Il conviendrait de modifier les réglementations existantes afin de permettre aux agriculteurs de charrier l'eau souterraine par le biais de conduits servant à l'irrigation de surface, à condition de ne pas gêner l'approvisionnement des canaux, ni d'entraîner une détérioration de l'infrastructure.

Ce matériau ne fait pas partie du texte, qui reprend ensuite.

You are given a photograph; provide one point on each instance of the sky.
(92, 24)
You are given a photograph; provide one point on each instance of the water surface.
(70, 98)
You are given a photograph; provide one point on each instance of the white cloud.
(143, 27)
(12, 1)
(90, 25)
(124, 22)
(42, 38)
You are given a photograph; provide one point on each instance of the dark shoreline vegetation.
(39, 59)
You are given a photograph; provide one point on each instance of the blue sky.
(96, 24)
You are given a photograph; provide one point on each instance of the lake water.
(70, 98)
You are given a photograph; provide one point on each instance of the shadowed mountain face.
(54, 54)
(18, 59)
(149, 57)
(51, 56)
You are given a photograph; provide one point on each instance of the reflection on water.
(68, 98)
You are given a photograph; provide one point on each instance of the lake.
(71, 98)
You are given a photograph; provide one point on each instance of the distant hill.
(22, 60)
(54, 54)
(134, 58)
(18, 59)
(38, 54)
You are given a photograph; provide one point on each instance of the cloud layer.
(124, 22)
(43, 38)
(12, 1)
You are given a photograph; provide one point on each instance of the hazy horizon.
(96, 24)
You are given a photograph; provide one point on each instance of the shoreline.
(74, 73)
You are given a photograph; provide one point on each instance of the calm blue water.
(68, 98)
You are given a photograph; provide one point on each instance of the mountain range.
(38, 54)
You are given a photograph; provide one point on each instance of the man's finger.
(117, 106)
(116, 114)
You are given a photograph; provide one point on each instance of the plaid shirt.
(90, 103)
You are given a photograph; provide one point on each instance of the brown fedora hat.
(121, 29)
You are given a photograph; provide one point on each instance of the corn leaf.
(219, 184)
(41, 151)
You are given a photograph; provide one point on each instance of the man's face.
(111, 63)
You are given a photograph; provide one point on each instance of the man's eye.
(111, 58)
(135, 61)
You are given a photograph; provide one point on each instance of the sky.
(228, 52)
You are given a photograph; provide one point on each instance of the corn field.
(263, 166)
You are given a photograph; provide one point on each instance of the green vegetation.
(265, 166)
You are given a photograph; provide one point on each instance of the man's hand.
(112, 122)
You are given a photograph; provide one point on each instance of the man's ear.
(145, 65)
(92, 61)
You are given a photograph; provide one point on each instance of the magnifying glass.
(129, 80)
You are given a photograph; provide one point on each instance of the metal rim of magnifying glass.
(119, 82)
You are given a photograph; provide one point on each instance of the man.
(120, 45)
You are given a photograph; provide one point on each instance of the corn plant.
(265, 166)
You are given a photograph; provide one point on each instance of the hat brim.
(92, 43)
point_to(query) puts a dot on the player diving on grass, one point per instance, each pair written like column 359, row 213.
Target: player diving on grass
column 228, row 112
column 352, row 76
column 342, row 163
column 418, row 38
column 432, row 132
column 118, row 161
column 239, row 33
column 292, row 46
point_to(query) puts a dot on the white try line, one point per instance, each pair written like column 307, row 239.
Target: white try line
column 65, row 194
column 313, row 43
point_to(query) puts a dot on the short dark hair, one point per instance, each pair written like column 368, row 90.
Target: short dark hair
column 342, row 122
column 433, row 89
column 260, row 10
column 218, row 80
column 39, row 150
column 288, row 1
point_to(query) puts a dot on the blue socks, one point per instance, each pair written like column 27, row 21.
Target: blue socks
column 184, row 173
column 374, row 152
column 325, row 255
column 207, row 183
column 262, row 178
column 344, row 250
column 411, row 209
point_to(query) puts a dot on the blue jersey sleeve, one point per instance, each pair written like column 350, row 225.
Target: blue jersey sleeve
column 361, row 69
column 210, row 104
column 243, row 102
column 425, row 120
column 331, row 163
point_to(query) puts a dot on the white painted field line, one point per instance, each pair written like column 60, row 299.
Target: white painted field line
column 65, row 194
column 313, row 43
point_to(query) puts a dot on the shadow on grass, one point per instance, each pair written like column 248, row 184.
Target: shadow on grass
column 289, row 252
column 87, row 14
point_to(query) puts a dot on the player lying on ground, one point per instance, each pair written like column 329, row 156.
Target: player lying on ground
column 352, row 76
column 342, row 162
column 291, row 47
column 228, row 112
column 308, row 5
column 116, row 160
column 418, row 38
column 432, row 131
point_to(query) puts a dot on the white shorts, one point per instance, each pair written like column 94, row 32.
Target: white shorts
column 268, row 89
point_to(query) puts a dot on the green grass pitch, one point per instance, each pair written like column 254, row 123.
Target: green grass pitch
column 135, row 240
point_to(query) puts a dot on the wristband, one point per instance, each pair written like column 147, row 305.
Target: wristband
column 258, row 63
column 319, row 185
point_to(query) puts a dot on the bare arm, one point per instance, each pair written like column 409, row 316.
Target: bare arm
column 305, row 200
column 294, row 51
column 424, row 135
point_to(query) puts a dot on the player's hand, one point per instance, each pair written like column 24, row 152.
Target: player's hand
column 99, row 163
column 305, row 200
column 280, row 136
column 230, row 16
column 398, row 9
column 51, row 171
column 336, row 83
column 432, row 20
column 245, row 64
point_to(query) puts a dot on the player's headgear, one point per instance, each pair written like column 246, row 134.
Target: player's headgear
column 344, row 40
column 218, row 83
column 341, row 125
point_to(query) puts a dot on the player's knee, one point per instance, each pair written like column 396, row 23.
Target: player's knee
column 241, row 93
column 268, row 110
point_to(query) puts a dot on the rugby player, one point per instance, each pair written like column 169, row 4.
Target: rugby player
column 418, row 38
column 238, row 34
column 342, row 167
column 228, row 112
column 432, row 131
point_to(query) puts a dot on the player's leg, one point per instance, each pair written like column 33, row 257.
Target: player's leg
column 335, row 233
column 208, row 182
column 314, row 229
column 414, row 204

Les programmes d'assistance technique destinés aux agriculteurs souhaitant investir dans des puits abyssiniens constituent des éléments intéressants pour aider les agriculteurs à situer les poches d'eau douce et éviter les zones salines. Il conviendrait de mettre à la disposition des localités des renseignements sur les nappes phréatiques et la consommation durable, pour appuyer les agriculteurs et les responsables publics dans la prise de décisions appropriées concernant l'utilisation de cette ressource.

Et enfin, bien que l'eau achetée contribue sensiblement à la productivité agricole, il reste une différence de productivité manifeste entre les agriculteurs acheteurs d'eau des nappes phréatiques et les agriculteurs propriétaires de puits abyssiniens. Pour relever la fiabilité des marchés phréatiques, il sera nécessaire d'effectuer des recherches plus approfondies pour cerner les incitations opérantes pour les vendeurs et les facteurs favorisant un partage plus équitable des ressources phréatiques.